Sísifo Não Está Feliz

Desculpe, Camus, mas não consigo imaginar como feliz um homem condenado pelos deuses a empurrar, eternamente, uma pedra morro acima — só para vê-la sempre rolar de volta. Não consigo, e não quero, imaginar Sísifo feliz.

É preciso reconhecer: há dignidade em sua persistência. Há grandeza na consciência de seu fardo. A descida, para ele, pode ser uma pausa contemplativa, um intervalo de silêncio entre dois ciclos. Mas há um limite tênue — e perigoso — entre o reconhecimento da condição absurda e a transformação da dor em ornamento.

Mais que ousadia filosófica, converter a resistência em felicidade parece um disfarce. Um consolo palatável para uma realidade insuportável.

Imaginar Sísifo feliz é, nesse contexto, mais do que uma metáfora: é uma forma de resignação. É aceitar o castigo como destino legítimo, transfigurar a pena em virtude e recobrir a compulsão com o verniz da escolha. Trata-se de um gesto que, embora travestido de força, contém o risco de nos anestesiar diante do inaceitável.

Tal imagem pode nos cegar para as estruturas — históricas, sociais, simbólicas — que impõem a pedra. Pode nos desviar o olhar dos deuses — desses entes, simbólicos ou reais, que ditam os ciclos e assistem de cima.

O foco excessivo no sujeito que resiste apaga a mão que pune. E o questionamento que poderia subverter o sistema cede espaço à admiração romântica de quem suporta.

Talvez o mais urgente não seja imaginar Sísifo feliz, mas questionar a legitimidade do poder que o condena.

Por que aceitar como imutável algo só porque o chamam de divino? Se o próprio Sísifo já desafiou e enganou os deuses antes, por que não poderia fazê-lo de novo? O que torna o castigo eterno tão certo assim? Talvez não seja o ciclo que o aprisiona, mas a fé cega na autoridade que o criou.

No mais, não nego que a dor tenha algo a dizer. Encará-la com lucidez não é o mesmo que se curvar a ela. Pelo contrário: é uma forma de marcar seus contornos, de conhecê-la por dentro — para que não se torne um pano de fundo indistinto.

Há uma diferença fundamental entre aceitar a realidade e ser engolido por ela.

O que proponho não é uma recusa à possibilidade de sentido, mas à pressa em nomeá-lo. Talvez seja preciso sustentar o vazio por um tempo, reconhecer o gosto amargo sem diluí-lo, para que, se um dia houver doçura, ela não venha como engano, mas como contraste legítimo.

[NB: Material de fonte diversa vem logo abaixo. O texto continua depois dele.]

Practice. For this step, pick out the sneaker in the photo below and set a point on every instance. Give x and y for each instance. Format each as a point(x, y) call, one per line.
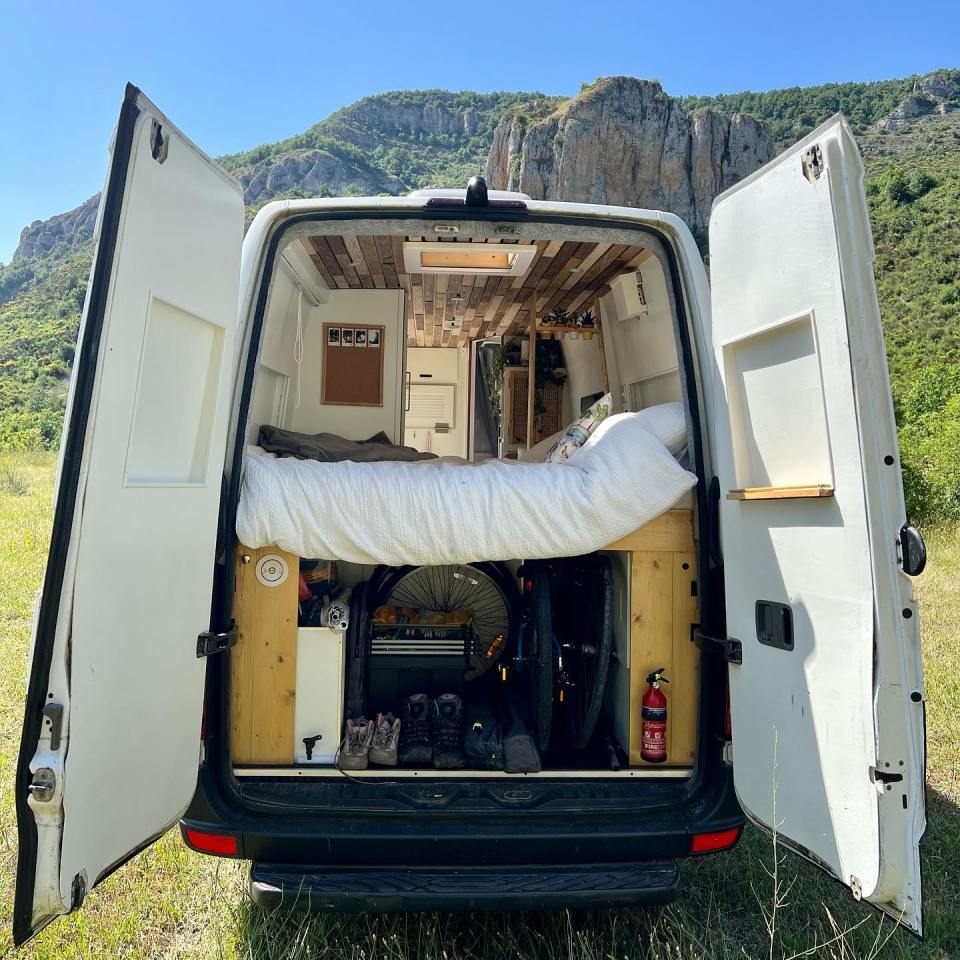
point(383, 750)
point(414, 747)
point(356, 745)
point(446, 725)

Se me for dado um copo de líquido amargo, não o brindarei. Mas tampouco o negarei. Beberei cada gota com lucidez, não por devoção ao amargo, mas para que ele permaneça como memória, como contraste necessário à doçura que talvez venha. E se não vier, eu ao menos terei experimentado a realidade.

É por isso que recuso a ilusão de que o fardo constante possa ser confundido com alegria. Tal ilusão anula a possibilidade de outro caminho, de outra vida, de outra lógica.

Prefiro encarar o real em sua inteireza — com tudo que tem de áspero, de denso, de belo. Prefiro ver Sísifo como ele é: exausto, ciente, não resignado. Talvez ainda esperançoso — não por uma dádiva dos céus, mas por uma pequena fresta de ruptura no tecido da eternidade.

E se não por Sísifo — que se cala, que sobe e desce em silêncio — então pelos que o olham e recusam transformar seu suplício em fábula edificante. Pelos que se indignam. Pelos que resistem à tentação de converter o absurdo em conforto. Pelos que, ao vê-lo, preenchem-se com o real, nu e cru — e por isso bom.

Como disse Pessoa:

“Tudo é real, e tudo está certo.”

Inclusive — e sobretudo — o que jamais deveria estar.